The details of how he can successfully go about this belong to Trump and his skilled political operatives. The general procedure is to make clear that America intends to end the Cold War in its newly-extended form of Cold War II because such a move is beneficial to Americans, Russians and the world’s peoples in general.
Many policy alterations then follow from setting this goal, such as removing sanctions on Russia, recognizing Crimea as Russian, removing the many antagonisms of NATO, muzzling NATO’s more wild voices, reducing missile batteries that ring Russia, cooperation in a number of other spheres, etc. Most all of these are what Clinton could never have done or would not likely have ever done, based on her rhetoric. Trump can clearly demarcate himself and his new party while winning new support by clearly going after this one component of making the world a more peaceful place, which is by burying the Cold War.
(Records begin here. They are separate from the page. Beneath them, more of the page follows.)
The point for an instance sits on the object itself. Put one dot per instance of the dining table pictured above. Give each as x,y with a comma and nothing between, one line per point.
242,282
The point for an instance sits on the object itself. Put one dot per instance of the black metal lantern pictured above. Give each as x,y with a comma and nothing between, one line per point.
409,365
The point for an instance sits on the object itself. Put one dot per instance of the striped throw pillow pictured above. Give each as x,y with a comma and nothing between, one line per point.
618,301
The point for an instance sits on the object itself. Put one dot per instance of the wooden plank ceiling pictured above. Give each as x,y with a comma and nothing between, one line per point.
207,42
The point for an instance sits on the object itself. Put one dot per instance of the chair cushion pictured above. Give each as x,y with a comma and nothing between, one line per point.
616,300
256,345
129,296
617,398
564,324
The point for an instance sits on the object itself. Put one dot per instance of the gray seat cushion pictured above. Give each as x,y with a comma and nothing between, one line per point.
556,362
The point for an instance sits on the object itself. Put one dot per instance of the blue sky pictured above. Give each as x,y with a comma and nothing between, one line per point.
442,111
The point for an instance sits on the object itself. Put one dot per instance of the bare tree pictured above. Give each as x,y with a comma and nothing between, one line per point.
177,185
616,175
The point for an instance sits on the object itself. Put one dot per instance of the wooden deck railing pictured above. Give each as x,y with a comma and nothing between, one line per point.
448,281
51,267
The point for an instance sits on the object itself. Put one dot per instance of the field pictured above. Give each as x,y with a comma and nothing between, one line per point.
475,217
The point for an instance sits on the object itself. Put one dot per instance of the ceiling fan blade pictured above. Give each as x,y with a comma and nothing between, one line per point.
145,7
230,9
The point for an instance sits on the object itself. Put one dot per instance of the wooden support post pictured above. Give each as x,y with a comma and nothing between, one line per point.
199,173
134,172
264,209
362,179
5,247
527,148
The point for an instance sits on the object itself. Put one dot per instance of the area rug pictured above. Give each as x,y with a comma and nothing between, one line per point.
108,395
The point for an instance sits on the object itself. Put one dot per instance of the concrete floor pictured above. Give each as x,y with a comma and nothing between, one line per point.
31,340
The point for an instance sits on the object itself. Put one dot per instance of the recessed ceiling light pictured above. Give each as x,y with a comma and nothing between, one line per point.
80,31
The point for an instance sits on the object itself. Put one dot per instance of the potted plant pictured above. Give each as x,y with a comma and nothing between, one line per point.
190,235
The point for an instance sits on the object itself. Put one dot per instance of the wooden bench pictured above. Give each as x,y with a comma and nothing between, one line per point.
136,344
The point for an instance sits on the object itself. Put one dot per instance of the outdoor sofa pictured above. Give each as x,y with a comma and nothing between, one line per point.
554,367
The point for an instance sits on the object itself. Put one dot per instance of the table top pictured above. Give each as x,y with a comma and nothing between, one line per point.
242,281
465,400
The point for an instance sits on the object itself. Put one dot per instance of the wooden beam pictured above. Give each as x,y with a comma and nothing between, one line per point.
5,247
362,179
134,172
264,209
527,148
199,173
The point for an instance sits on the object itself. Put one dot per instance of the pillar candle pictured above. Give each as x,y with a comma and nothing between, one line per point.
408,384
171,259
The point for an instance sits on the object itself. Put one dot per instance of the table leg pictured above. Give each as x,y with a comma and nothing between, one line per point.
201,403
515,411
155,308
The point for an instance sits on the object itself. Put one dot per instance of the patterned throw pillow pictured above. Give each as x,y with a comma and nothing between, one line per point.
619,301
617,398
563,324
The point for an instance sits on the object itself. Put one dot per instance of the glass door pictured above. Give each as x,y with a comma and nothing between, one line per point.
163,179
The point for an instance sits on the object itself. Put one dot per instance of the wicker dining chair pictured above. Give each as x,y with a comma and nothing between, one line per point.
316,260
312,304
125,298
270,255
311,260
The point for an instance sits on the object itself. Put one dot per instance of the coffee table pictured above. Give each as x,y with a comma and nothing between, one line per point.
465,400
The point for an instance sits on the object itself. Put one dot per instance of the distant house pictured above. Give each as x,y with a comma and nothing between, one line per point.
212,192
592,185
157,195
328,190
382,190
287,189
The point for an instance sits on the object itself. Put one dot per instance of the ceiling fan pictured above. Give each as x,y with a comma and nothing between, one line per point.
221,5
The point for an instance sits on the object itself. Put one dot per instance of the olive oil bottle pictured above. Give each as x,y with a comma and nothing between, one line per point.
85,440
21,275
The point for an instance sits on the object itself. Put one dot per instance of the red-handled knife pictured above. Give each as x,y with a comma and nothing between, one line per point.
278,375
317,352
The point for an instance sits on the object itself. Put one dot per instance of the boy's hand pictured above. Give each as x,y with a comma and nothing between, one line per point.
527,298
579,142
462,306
There are other important areas in which Trump can stake out general positions that are both sensible and possible, and that will meet with reasonably general support from the American public, even though there are going to be some virulent objections being voiced. Trump can reduce the American role as the world’s policeman and end military engagements in scores of countries. He can do what Obama promised to do before he reneged and did the opposite. He can end the War on Terror while transforming it from a set of military operations into more appropriate police operations that rely on a different set of methods to locate terrorists.
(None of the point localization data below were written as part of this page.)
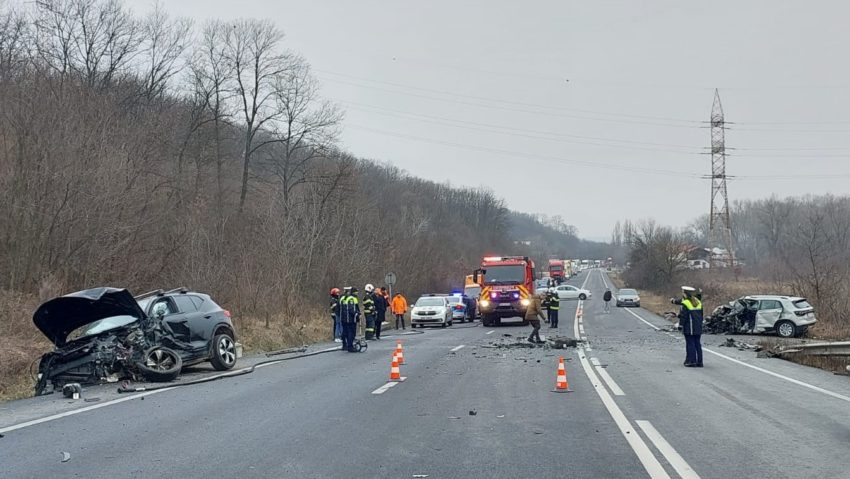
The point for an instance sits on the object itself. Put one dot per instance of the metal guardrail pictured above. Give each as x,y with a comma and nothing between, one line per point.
839,348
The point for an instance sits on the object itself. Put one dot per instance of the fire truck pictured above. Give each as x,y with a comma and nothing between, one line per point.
506,288
556,270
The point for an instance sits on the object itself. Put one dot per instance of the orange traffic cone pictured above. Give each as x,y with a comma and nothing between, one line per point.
562,386
399,351
395,372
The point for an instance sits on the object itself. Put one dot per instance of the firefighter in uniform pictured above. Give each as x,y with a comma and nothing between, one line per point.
554,309
370,311
690,322
350,314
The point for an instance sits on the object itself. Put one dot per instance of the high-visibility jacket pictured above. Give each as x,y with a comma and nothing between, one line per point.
399,304
690,316
369,304
349,307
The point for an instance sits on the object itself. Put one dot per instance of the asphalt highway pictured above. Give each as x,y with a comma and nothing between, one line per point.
474,405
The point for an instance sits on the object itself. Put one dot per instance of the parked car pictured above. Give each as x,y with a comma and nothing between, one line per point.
431,309
567,291
628,297
105,334
787,316
462,307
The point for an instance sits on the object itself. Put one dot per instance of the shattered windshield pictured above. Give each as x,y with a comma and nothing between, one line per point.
102,325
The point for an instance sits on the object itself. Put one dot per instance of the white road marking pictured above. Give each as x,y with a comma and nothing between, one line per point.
761,370
615,389
645,321
384,388
679,464
78,411
642,451
780,376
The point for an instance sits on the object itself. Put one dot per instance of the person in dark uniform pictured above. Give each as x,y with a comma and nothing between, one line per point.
554,309
350,313
370,310
690,322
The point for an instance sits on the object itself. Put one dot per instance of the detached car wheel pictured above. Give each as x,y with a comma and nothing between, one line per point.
224,352
786,329
160,364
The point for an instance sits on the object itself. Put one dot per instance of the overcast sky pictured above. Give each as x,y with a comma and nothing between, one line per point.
590,110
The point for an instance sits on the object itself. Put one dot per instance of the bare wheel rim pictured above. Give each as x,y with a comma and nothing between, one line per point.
226,350
160,360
Trump very much needs to set priorities for what problem areas to attack, because his resources are limited and he faces many entrenched interests. He should not get bogged down in issues of lesser importance like immigration or labeling China as a currency manipulator. There are many such issues but he needs instead to use clever means to root out the entrenched persons and ideas that are the larger enemies of Americans, the larger risks to peace and the larger barriers to unlocking American creative potential. Hillary quickly conceded and that is good, but Trump’s gracious words to her should be his last both to her and to the oligarchs and politicians who stand in his way and will attempt by every trick in the book to block the kinds of changes that good libertarians might propose to end Obamacare or to end the reign of “intellectual property” or to end the Cold War, once and for all. Trump has to be prepared to use the Justice Department and Congressional hearings as threats to marginalize those powerful interests. He has to be prepared to use executive orders, tax policies and regulatory changes as weapons against establishment interests that stand in the way of the priorities he sets. Politics is a game of warfare by coercive means other than outright violence, and Trump has to be prepared to play the game that he has chosen for himself.